El nuevo Falcon 10X entra en la batalla de los aviones en los que viajan los megarricos
Los megamillonarios más impacientes tendrán que esperar hasta al menos 2027 para recibir sus nuevos juguetes

Falcon 10X.
El acervo popular apunta a que un pueblo no deja de tener esa denominación hasta que no tiene un Corte Inglés en su término municipal. De la misma forma, uno puede ser rico con un Ferrari o un yate, pero no es un verdadero millonario hasta que tiene un jet privado. Pues para ellos, el fabricante Dassault Falcon acaba de sacar su modelo más rutilante: el 10X. Ya pueden ir ahorrando, porque barato no va a ser.
La aviación ejecutiva se parece cada vez más a una carrera armamentística. No hay destrucción por meta, sino un pulso entre fabricantes que compiten por dominar la parcela de cielo más exclusiva del planeta. Es el territorio en el que se transporta a presidentes de Gobierno, directivos de multinacionales, actores de Hollywood, deportistas de élite o influencers y youtubers a los que les ha ido bien de verdad.
Con ellos en mente, uno de los tres grandes acaba de presentar lo último de los últimos, el Falcon 10X. Y no ha sido con imágenes sintéticas, como hasta ahora, sino con un aparato de verdad. El recién nacido de Dassault, un reactor ambicioso, aspira a convertirse en el nuevo referente del sector.

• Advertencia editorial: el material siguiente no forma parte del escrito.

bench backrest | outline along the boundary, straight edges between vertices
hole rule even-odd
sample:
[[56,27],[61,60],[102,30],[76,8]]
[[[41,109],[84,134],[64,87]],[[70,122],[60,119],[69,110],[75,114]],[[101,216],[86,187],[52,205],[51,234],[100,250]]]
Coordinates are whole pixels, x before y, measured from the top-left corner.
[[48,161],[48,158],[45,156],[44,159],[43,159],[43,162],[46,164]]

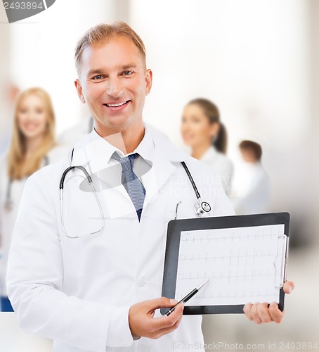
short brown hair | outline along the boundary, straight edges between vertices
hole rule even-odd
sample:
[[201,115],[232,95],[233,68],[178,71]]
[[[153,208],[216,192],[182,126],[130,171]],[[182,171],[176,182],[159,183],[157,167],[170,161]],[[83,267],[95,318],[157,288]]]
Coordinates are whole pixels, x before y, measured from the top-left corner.
[[260,161],[263,151],[261,146],[256,142],[252,141],[242,141],[240,142],[239,147],[240,149],[249,150],[254,153],[256,160]]
[[115,21],[113,23],[100,23],[92,27],[79,40],[74,55],[78,73],[80,72],[83,51],[90,45],[115,37],[126,37],[134,43],[142,56],[144,67],[146,68],[146,51],[140,36],[125,22]]

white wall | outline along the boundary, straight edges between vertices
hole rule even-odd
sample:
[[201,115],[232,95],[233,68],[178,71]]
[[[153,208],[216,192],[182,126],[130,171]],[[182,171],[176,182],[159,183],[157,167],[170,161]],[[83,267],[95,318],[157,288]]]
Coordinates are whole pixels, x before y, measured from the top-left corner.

El fabricante francés lo ha mostrado al mundo en su planta de Burdeos-Mérignac ante más de 400 invitados, en un escenario que no es casual. Dassault ha levantado allí un nuevo hangar destinado al ensamblaje de este modelo, lo que muestra el especial cuidado y la importancia estratégica del programa para la firma. El Falcon 10X no es un simple avión más dentro de la familia Falcon: es el intento de la compañía por consolidarse en la categoría más rentable de la aviación de negocios. Al igual que en los superdeportivos que dominan el asfalto, a mayor factura, más margen de beneficios para su constructor.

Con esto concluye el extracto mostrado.